Warwick Image Forensics Dataset for Device Fingerprinting In Multimedia Forensics
This provides a new dataset for the digital forensic community to address challenges in device fingerprinting due to modern camera technologies, but it is incremental as it focuses on data collection rather than novel methods.
The authors tackled the challenge of device fingerprinting in multimedia forensics by creating the Warwick Image Forensics Dataset, which includes over 58,600 images from 14 digital cameras with varied exposure settings to support multi-frame computational photography algorithms.

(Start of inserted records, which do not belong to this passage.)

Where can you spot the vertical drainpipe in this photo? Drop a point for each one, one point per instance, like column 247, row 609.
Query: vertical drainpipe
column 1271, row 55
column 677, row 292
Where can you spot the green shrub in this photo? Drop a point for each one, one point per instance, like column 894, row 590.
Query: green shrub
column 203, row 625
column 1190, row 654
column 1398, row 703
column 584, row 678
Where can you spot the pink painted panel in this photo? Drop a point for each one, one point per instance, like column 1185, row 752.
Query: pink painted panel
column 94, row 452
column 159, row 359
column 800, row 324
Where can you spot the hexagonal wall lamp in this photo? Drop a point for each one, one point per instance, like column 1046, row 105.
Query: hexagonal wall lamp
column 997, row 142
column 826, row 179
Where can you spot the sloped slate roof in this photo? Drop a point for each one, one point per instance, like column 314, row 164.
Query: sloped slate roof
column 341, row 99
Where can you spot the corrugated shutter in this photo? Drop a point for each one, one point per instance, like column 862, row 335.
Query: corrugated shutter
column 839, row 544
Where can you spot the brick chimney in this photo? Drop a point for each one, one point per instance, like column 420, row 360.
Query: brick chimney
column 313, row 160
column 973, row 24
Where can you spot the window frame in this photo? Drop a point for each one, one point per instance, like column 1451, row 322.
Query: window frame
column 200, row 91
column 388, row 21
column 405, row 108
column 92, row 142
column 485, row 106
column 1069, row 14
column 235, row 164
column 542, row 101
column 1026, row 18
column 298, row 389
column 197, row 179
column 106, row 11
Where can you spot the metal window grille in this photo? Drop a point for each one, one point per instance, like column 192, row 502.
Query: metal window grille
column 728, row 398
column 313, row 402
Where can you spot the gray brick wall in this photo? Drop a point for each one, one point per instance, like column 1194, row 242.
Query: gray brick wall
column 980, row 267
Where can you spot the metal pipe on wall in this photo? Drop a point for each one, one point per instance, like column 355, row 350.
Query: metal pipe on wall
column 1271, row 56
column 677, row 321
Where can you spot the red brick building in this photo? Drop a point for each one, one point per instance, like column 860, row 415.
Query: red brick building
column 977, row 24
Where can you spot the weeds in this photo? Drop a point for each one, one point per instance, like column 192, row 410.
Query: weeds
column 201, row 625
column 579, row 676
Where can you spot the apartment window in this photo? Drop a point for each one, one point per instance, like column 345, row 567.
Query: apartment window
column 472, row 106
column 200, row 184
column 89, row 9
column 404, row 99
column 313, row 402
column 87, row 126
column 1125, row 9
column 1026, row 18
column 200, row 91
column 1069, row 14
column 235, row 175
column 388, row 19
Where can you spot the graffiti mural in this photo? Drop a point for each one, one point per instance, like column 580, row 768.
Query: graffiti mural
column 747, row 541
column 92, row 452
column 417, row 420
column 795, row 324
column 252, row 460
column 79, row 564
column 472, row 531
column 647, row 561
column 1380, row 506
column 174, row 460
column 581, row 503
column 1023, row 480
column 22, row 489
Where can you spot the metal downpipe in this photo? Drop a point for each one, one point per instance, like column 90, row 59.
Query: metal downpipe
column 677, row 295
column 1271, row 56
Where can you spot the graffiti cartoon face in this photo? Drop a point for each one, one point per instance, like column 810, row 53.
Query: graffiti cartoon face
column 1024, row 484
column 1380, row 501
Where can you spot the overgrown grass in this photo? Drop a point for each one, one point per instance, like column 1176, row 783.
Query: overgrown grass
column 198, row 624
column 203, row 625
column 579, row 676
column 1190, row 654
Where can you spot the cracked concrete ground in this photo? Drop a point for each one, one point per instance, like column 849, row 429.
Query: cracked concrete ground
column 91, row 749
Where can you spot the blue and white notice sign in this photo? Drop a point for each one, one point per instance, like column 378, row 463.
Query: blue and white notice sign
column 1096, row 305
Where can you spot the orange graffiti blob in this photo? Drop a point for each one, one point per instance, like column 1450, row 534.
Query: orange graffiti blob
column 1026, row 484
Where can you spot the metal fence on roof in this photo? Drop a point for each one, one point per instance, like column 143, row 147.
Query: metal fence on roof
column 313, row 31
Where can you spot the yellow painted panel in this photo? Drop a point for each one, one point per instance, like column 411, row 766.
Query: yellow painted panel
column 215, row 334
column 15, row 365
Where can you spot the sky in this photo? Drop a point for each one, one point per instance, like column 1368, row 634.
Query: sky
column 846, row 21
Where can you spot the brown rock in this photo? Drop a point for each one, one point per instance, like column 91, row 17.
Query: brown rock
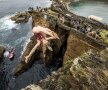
column 2, row 49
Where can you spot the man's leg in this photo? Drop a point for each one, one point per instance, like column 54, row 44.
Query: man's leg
column 27, row 58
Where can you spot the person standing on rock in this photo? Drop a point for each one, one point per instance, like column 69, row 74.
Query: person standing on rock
column 42, row 35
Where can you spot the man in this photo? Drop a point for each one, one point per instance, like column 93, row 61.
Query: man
column 42, row 35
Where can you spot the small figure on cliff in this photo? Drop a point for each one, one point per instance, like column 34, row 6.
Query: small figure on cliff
column 10, row 54
column 42, row 35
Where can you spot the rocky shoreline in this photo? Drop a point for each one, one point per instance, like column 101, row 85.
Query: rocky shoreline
column 78, row 36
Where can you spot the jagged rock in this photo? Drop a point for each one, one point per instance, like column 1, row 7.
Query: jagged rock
column 21, row 17
column 75, row 47
column 2, row 49
column 32, row 87
column 73, row 26
column 87, row 72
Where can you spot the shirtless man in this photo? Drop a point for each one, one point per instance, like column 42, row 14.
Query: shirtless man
column 42, row 35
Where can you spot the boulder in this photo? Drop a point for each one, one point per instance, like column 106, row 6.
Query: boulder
column 2, row 49
column 21, row 17
column 87, row 72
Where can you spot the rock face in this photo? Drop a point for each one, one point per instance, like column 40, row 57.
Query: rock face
column 2, row 49
column 77, row 35
column 21, row 17
column 87, row 72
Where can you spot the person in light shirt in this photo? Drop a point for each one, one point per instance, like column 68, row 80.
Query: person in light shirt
column 42, row 35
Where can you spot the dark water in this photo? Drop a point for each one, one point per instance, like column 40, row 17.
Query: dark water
column 17, row 36
column 91, row 7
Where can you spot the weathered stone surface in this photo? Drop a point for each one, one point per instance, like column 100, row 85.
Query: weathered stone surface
column 75, row 47
column 78, row 41
column 88, row 72
column 2, row 49
column 21, row 17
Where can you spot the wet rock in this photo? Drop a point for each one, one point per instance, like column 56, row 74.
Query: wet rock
column 2, row 49
column 87, row 72
column 22, row 66
column 33, row 87
column 21, row 17
column 75, row 47
column 72, row 31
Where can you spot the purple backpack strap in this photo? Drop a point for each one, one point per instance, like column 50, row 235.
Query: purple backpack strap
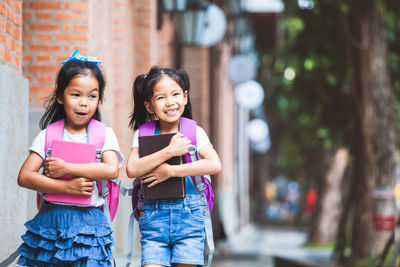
column 188, row 129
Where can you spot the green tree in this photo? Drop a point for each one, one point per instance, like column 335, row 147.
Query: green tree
column 330, row 85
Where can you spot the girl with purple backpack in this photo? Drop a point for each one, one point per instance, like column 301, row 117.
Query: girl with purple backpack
column 65, row 234
column 172, row 230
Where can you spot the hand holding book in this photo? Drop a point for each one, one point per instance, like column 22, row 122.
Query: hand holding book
column 163, row 186
column 158, row 175
column 179, row 145
column 55, row 167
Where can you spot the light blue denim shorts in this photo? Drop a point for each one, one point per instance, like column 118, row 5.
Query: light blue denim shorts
column 173, row 230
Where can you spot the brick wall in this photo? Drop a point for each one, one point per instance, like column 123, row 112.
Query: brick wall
column 196, row 62
column 13, row 125
column 10, row 34
column 52, row 30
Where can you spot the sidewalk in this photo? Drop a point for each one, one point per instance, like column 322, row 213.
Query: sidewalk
column 280, row 244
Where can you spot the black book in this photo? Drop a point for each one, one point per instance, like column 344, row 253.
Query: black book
column 173, row 187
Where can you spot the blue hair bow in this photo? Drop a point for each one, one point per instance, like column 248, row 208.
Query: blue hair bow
column 77, row 56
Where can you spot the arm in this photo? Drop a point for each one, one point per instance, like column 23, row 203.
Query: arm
column 107, row 169
column 29, row 177
column 209, row 164
column 136, row 167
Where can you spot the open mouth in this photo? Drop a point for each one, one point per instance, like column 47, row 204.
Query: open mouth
column 171, row 111
column 81, row 114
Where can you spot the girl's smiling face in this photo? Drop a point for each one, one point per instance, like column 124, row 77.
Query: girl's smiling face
column 168, row 101
column 80, row 100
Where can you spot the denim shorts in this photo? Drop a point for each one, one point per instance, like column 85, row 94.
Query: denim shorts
column 173, row 230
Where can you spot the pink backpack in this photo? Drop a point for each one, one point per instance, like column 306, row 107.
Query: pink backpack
column 109, row 189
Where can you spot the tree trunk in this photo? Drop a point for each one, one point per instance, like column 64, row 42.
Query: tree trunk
column 373, row 151
column 326, row 217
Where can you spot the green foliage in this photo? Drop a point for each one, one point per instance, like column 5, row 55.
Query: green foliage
column 315, row 110
column 309, row 110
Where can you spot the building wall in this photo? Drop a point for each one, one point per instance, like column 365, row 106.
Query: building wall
column 13, row 125
column 124, row 35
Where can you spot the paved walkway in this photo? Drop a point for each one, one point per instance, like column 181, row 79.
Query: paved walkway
column 262, row 244
column 257, row 246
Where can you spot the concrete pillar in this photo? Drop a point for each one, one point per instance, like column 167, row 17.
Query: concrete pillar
column 14, row 97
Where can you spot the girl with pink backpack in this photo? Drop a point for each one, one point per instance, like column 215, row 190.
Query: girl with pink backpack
column 173, row 231
column 70, row 228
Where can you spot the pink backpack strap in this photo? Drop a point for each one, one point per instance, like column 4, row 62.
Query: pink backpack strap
column 96, row 133
column 147, row 128
column 54, row 131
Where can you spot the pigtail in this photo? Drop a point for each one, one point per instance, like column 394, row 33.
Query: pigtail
column 184, row 82
column 139, row 114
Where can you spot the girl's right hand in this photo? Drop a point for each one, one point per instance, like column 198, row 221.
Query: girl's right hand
column 179, row 145
column 80, row 186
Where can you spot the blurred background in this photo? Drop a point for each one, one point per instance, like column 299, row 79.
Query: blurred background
column 300, row 98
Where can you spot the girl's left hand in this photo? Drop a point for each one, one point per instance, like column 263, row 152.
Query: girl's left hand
column 157, row 175
column 55, row 167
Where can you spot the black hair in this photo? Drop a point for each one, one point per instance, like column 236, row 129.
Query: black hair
column 54, row 110
column 143, row 91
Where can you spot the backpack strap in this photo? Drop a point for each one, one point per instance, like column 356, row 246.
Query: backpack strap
column 54, row 131
column 147, row 128
column 96, row 132
column 188, row 129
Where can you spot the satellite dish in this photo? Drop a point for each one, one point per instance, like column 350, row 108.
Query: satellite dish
column 241, row 68
column 214, row 28
column 257, row 130
column 249, row 94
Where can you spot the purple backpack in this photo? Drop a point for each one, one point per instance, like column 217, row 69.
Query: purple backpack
column 109, row 189
column 203, row 184
column 188, row 129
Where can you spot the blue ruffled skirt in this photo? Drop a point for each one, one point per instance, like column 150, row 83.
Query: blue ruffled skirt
column 67, row 236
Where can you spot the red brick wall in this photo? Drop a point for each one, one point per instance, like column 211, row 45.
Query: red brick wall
column 52, row 30
column 196, row 62
column 11, row 33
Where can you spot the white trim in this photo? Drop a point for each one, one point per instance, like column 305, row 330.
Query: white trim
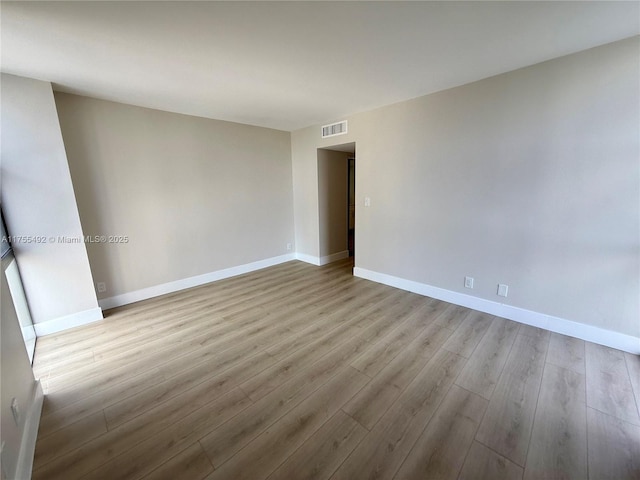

Device fingerprints like sensor pattern noise (SPN) are widely used for provenance analysis and image authentication. Over the past few years, the rapid advancement in digital photography has greatly reshaped the pipeline of image capturing process on consumer-level mobile devices. The flexibility of camera parameter settings and the emergence of multi-frame photography algorithms, especially high dynamic range (HDR) imaging, bring new challenges to device fingerprinting. The subsequent study on these topics requires a new purposefully built image dataset. In this paper, we present the Warwick Image Forensics Dataset, an image dataset of more than 58,600 images captured using 14 digital cameras with various exposure settings. Special attention to the exposure settings allows the images to be adopted by different multi-frame computational photography algorithms and for subsequent device fingerprinting. The dataset is released as an open-source, free for use for the digital forensic community.